By Jack Lane (Correspondent)

A bug that recently forced Apple to shutdown their FaceTime service has been fixed, and the new update has been sent out to all iPhone users.

The bug allowed people to spy by forcing the receiver of the FaceTime call to answer the call without their knowledge. When a FaceTime call was answered, the sender of the call would be able to monitor everything that the caller was doing. They could see and hear what they were doing before the call was even answered exploit what they found.

“You call someone on FaceTime and before they answer you swipe up and add yourself to the call, ” said Mr. Andrew Farrer, who works at the SHS tech office. People are able to see and hear everything that you are doing before you even answer the FaceTime call.

There are many things that this FaceTime bug can do, but the main issue with it is spying. People are able to see and hear everything that you are doing before you even answer the FaceTime call. “You call someone on FaceTime and before they answer you swipe up and add yourself to the call, ” said Mr. Farrer, who works at the SHS tech office.

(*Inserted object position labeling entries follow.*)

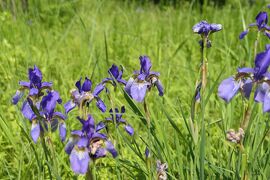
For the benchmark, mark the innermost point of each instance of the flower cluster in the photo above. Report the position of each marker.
(40, 108)
(88, 143)
(261, 25)
(83, 96)
(246, 78)
(204, 29)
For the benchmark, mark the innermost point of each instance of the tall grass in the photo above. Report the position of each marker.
(70, 39)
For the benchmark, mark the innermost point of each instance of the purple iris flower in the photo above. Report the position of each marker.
(116, 116)
(245, 79)
(45, 116)
(35, 85)
(87, 144)
(261, 24)
(115, 74)
(83, 96)
(204, 28)
(143, 80)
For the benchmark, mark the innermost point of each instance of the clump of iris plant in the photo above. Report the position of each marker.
(143, 80)
(40, 108)
(260, 25)
(235, 136)
(161, 170)
(116, 117)
(88, 144)
(247, 78)
(83, 96)
(204, 29)
(115, 75)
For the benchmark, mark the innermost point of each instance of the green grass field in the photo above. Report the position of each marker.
(72, 39)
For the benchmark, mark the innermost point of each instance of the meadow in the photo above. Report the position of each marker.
(72, 39)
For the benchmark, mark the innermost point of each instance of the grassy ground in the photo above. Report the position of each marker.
(70, 39)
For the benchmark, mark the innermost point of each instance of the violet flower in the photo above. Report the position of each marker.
(143, 80)
(261, 24)
(204, 29)
(45, 115)
(246, 78)
(116, 116)
(161, 170)
(87, 144)
(82, 96)
(35, 86)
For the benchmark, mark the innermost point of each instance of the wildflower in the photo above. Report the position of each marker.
(143, 80)
(86, 144)
(204, 29)
(115, 74)
(246, 78)
(261, 24)
(161, 170)
(45, 115)
(35, 86)
(83, 96)
(235, 137)
(116, 116)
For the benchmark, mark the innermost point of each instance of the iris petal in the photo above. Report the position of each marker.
(79, 160)
(138, 91)
(35, 131)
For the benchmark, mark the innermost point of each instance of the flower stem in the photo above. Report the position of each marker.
(256, 44)
(148, 160)
(204, 67)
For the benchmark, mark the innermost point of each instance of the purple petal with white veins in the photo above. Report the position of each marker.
(99, 88)
(243, 34)
(215, 27)
(35, 131)
(138, 91)
(24, 84)
(262, 19)
(128, 85)
(69, 106)
(79, 159)
(100, 126)
(100, 152)
(33, 92)
(46, 85)
(78, 85)
(228, 89)
(129, 130)
(49, 101)
(100, 104)
(266, 102)
(110, 148)
(145, 64)
(99, 136)
(159, 87)
(83, 142)
(247, 88)
(245, 70)
(59, 115)
(114, 71)
(18, 95)
(27, 111)
(62, 131)
(87, 85)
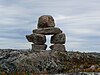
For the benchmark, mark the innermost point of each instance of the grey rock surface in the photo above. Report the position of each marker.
(38, 39)
(58, 47)
(47, 31)
(58, 38)
(46, 21)
(38, 47)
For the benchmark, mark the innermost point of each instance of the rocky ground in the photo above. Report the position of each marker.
(48, 61)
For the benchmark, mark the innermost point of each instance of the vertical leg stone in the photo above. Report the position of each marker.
(38, 39)
(38, 47)
(58, 47)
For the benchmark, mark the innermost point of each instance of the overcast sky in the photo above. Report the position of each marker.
(79, 20)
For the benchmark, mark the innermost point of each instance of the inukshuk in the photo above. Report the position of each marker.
(46, 26)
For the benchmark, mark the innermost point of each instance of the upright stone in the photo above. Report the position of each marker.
(47, 31)
(38, 47)
(46, 21)
(58, 38)
(38, 39)
(58, 47)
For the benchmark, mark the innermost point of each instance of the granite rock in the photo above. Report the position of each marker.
(38, 47)
(47, 31)
(38, 39)
(58, 38)
(58, 47)
(46, 21)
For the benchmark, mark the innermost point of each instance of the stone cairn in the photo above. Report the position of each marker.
(46, 26)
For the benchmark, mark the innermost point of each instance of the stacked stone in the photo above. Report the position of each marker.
(46, 26)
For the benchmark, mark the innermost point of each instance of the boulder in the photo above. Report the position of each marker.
(38, 39)
(58, 47)
(58, 38)
(46, 21)
(47, 31)
(29, 38)
(38, 47)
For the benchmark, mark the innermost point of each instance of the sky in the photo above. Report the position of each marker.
(78, 19)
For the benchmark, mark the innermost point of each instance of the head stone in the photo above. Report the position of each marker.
(46, 21)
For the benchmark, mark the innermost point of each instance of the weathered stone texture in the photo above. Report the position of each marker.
(38, 47)
(58, 38)
(58, 47)
(47, 31)
(46, 21)
(38, 39)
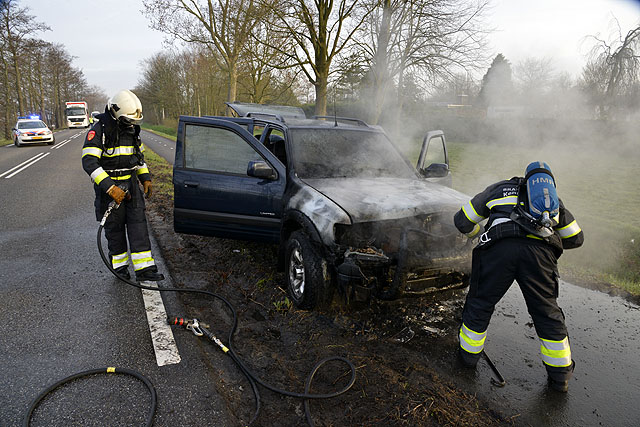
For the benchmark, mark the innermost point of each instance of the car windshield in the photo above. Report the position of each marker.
(76, 111)
(35, 124)
(345, 153)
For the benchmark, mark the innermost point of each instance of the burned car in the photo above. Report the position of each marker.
(346, 207)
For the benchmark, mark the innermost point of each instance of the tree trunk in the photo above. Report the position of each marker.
(18, 87)
(7, 98)
(381, 65)
(233, 81)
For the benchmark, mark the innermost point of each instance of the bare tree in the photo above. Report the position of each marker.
(223, 26)
(16, 24)
(613, 70)
(429, 39)
(320, 30)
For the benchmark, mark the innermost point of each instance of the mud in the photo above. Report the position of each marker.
(404, 351)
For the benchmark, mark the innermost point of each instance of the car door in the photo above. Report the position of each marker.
(213, 193)
(433, 162)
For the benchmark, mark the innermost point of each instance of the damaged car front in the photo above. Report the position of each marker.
(385, 227)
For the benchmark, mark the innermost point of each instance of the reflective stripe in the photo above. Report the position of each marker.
(556, 353)
(121, 178)
(120, 260)
(142, 260)
(92, 151)
(98, 175)
(509, 200)
(123, 150)
(471, 341)
(142, 169)
(471, 213)
(569, 230)
(472, 233)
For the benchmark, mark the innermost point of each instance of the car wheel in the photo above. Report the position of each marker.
(308, 277)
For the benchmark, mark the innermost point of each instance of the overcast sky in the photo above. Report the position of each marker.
(110, 38)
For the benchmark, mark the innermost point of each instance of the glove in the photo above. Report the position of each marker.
(147, 188)
(116, 193)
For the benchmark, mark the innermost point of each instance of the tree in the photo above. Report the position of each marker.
(16, 24)
(223, 26)
(612, 74)
(431, 40)
(320, 30)
(497, 85)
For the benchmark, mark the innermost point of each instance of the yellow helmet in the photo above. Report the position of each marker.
(125, 107)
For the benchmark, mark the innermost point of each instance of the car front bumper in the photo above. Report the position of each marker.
(36, 139)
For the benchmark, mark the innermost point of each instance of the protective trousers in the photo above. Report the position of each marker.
(129, 220)
(534, 266)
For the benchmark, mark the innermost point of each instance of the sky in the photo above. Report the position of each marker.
(110, 38)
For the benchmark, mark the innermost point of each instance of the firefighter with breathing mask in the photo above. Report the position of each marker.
(526, 231)
(112, 156)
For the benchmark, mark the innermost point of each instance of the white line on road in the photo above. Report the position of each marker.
(34, 159)
(55, 147)
(164, 344)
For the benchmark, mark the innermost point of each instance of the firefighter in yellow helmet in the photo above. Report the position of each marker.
(113, 157)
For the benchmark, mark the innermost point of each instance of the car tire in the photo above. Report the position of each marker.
(308, 277)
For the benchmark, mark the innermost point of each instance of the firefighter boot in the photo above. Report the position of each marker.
(468, 360)
(560, 382)
(123, 272)
(149, 274)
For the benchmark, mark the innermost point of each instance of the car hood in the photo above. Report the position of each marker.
(372, 199)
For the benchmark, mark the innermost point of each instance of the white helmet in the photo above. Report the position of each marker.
(125, 107)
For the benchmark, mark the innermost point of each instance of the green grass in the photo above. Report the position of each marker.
(599, 185)
(164, 131)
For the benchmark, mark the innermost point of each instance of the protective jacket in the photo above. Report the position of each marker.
(107, 160)
(496, 203)
(113, 155)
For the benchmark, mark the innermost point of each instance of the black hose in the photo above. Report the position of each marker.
(251, 377)
(109, 370)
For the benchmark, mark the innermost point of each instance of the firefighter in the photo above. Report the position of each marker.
(112, 156)
(515, 247)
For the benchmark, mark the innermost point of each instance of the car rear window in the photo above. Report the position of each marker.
(31, 124)
(344, 153)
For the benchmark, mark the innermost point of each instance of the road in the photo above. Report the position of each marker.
(63, 313)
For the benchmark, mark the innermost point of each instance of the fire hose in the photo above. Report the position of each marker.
(251, 377)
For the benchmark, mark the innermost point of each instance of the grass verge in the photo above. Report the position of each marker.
(161, 173)
(598, 185)
(164, 131)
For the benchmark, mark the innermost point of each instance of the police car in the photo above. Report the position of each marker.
(31, 131)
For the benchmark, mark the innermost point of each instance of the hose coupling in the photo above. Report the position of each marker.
(194, 326)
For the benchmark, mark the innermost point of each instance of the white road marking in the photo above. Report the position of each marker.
(55, 147)
(164, 344)
(26, 164)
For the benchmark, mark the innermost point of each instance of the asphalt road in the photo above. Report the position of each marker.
(63, 313)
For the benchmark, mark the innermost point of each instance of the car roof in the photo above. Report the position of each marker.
(245, 109)
(32, 120)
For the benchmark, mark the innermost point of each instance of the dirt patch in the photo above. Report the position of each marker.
(390, 343)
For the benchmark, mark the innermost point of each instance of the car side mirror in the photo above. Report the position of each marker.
(435, 170)
(261, 169)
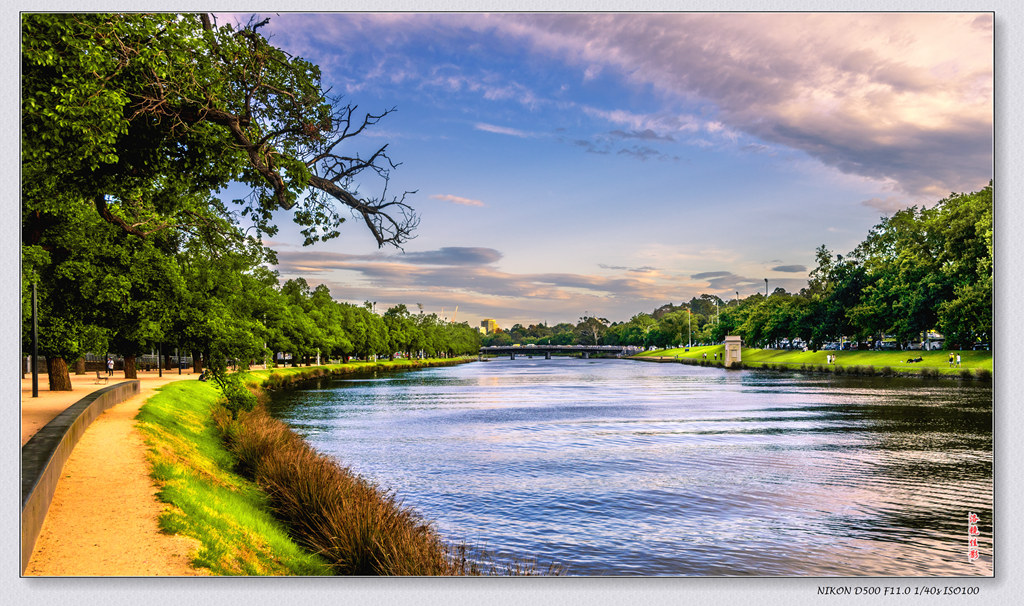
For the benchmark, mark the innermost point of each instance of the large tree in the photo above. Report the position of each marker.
(141, 116)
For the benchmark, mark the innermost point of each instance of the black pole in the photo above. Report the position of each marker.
(35, 343)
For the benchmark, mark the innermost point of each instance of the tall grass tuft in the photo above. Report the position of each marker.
(357, 527)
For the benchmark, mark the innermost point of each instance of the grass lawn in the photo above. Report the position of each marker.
(896, 360)
(206, 500)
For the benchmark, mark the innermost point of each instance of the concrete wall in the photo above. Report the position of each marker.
(44, 455)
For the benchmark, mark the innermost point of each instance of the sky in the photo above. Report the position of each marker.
(605, 164)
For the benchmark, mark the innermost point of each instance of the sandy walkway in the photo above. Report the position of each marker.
(102, 520)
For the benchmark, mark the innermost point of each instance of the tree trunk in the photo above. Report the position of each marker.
(56, 370)
(130, 372)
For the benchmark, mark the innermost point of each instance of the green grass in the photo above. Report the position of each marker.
(226, 514)
(229, 516)
(977, 363)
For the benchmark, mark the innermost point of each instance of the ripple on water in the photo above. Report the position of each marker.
(614, 468)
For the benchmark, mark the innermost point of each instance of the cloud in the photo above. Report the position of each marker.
(644, 269)
(454, 256)
(790, 268)
(644, 154)
(502, 130)
(457, 200)
(708, 274)
(887, 205)
(647, 135)
(881, 95)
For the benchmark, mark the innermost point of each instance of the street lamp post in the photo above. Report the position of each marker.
(35, 342)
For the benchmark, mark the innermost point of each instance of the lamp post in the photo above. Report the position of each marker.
(689, 333)
(35, 342)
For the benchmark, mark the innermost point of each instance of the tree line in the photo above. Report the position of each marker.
(102, 292)
(921, 269)
(131, 126)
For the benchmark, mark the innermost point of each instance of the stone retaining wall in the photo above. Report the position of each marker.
(44, 455)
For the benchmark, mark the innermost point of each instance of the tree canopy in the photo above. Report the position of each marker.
(143, 116)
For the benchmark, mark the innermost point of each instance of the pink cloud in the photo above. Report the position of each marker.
(457, 200)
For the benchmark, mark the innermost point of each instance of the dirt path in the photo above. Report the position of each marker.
(102, 519)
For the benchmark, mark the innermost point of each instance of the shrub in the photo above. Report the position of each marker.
(357, 527)
(238, 397)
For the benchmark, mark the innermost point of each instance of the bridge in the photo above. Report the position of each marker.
(546, 350)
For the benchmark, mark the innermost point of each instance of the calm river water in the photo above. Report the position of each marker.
(623, 468)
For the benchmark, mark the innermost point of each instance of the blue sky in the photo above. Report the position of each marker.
(606, 164)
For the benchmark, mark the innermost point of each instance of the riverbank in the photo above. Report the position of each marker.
(214, 501)
(933, 364)
(102, 518)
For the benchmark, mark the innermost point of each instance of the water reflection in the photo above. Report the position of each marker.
(616, 468)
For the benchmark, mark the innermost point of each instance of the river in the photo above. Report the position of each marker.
(623, 468)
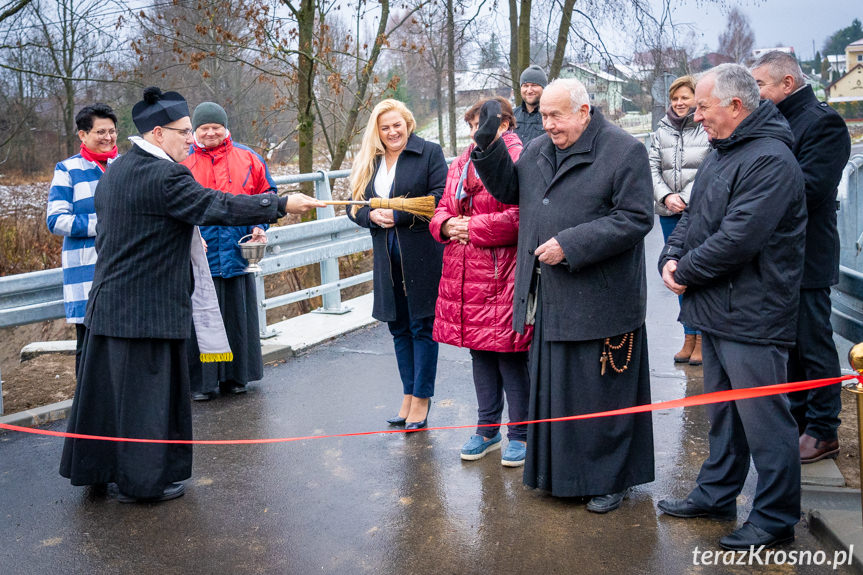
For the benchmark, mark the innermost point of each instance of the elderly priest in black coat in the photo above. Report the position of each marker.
(133, 379)
(584, 195)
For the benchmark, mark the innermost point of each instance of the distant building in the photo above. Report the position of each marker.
(838, 64)
(473, 85)
(849, 87)
(853, 54)
(758, 52)
(605, 90)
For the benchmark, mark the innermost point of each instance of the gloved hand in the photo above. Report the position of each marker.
(489, 123)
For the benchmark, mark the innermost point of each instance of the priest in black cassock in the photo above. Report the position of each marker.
(584, 196)
(151, 281)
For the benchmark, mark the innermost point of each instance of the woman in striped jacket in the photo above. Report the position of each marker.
(71, 212)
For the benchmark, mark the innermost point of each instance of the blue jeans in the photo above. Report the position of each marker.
(668, 223)
(495, 374)
(416, 351)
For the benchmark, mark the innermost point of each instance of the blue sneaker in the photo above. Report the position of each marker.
(476, 447)
(514, 454)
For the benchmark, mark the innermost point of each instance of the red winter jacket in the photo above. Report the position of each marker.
(474, 305)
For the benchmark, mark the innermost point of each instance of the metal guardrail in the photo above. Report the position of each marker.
(847, 296)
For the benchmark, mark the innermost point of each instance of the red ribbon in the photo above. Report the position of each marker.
(703, 399)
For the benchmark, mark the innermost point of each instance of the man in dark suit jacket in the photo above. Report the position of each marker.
(736, 256)
(822, 146)
(134, 377)
(585, 204)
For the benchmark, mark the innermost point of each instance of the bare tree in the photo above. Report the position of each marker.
(738, 39)
(10, 8)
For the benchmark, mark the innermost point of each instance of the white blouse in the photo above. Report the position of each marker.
(384, 178)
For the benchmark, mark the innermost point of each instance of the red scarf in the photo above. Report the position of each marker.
(101, 159)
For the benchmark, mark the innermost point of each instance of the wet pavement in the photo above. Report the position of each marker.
(389, 503)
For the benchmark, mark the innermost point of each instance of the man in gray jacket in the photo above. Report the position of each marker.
(737, 258)
(527, 117)
(585, 204)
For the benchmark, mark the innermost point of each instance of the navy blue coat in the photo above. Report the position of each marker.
(421, 171)
(822, 146)
(740, 242)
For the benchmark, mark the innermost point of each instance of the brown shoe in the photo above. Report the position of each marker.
(812, 450)
(695, 358)
(682, 356)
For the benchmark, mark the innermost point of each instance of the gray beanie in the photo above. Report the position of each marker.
(209, 113)
(533, 74)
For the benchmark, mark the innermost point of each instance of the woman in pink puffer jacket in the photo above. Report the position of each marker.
(474, 305)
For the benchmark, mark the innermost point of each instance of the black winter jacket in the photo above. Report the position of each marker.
(598, 205)
(740, 241)
(421, 172)
(822, 146)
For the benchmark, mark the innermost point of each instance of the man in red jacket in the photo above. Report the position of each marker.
(217, 162)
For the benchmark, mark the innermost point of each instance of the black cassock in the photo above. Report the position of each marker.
(239, 307)
(130, 387)
(590, 456)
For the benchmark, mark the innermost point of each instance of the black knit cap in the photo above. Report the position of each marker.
(158, 109)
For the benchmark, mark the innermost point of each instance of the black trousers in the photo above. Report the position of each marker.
(816, 411)
(761, 428)
(80, 333)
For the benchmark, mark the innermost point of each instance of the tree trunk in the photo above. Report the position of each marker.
(514, 70)
(305, 92)
(524, 36)
(450, 39)
(439, 96)
(562, 37)
(362, 86)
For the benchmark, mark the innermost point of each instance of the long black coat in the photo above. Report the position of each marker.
(822, 146)
(421, 171)
(147, 209)
(740, 242)
(599, 207)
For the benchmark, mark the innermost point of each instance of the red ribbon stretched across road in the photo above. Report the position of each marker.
(703, 399)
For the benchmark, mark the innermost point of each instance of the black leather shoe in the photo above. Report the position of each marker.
(686, 509)
(234, 388)
(419, 424)
(172, 491)
(606, 503)
(750, 535)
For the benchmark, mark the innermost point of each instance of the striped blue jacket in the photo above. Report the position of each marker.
(71, 214)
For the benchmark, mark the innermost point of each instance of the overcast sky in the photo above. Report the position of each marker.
(794, 23)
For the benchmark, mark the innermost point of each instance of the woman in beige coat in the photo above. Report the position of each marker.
(677, 148)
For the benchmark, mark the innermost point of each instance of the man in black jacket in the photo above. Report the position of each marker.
(737, 258)
(822, 146)
(134, 377)
(528, 122)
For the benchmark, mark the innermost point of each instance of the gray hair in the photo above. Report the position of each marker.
(734, 81)
(577, 92)
(781, 64)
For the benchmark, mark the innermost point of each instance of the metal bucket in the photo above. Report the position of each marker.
(252, 252)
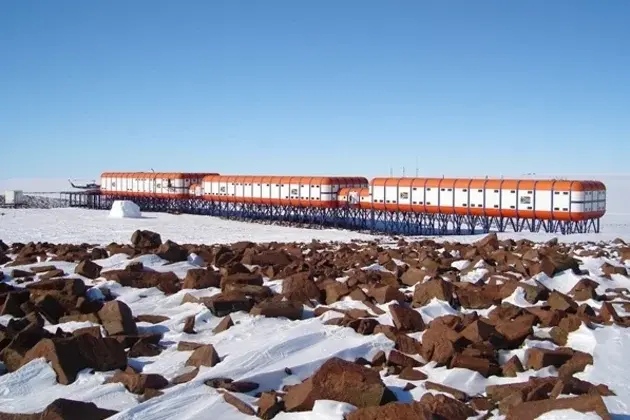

This bug does many things, but it mainly gets people to answer FaceTime calls without their consent. This allows people to eavesdrop and spy on others before they can even answer the FaceTime call. “We tested a few more times and found out we could get people to force answer FaceTime calls,” said Grant Thompson, a 14 year old from Arizona who was the one that brought the bug to Apple’s attention, said in a CNN interview.

The Chief Executive Officer of Apple, Tim Cook, said that customer service is a major issue that the company deals with. “In New York, we take consumer rights very seriously and I am deeply concerned by this irresponsible bug that can be exploited for unscrupulous purposes.”, said Cook.       

Thompson did not get a reward for bringing the bug to the attention of Apple, but says he should be reimbursed for his findings. “Apple should reward people for reporting things of this nature — not just reward the developers or the people who are savvy with tech,” he said.

Apple has been very slow to act on the bug that allows people to spy on Iphone users. Even though this is a pressing matter for the company, they do not have a clear statement out for why it took so long to fix. “I’m not sure why it took Apple so long to fix it but it seems to me that it’s a sign that the company has not made the issue of listening to feedback from the customer a priority,” said Sharon High School technology integration specialist Stacy Newman.

Although he does not use FaceTime frequently, the thought of someone spying on him was enough to get him to disable the feature. “This bug has prompted me to disable FaceTime until they come out with a fix for it.”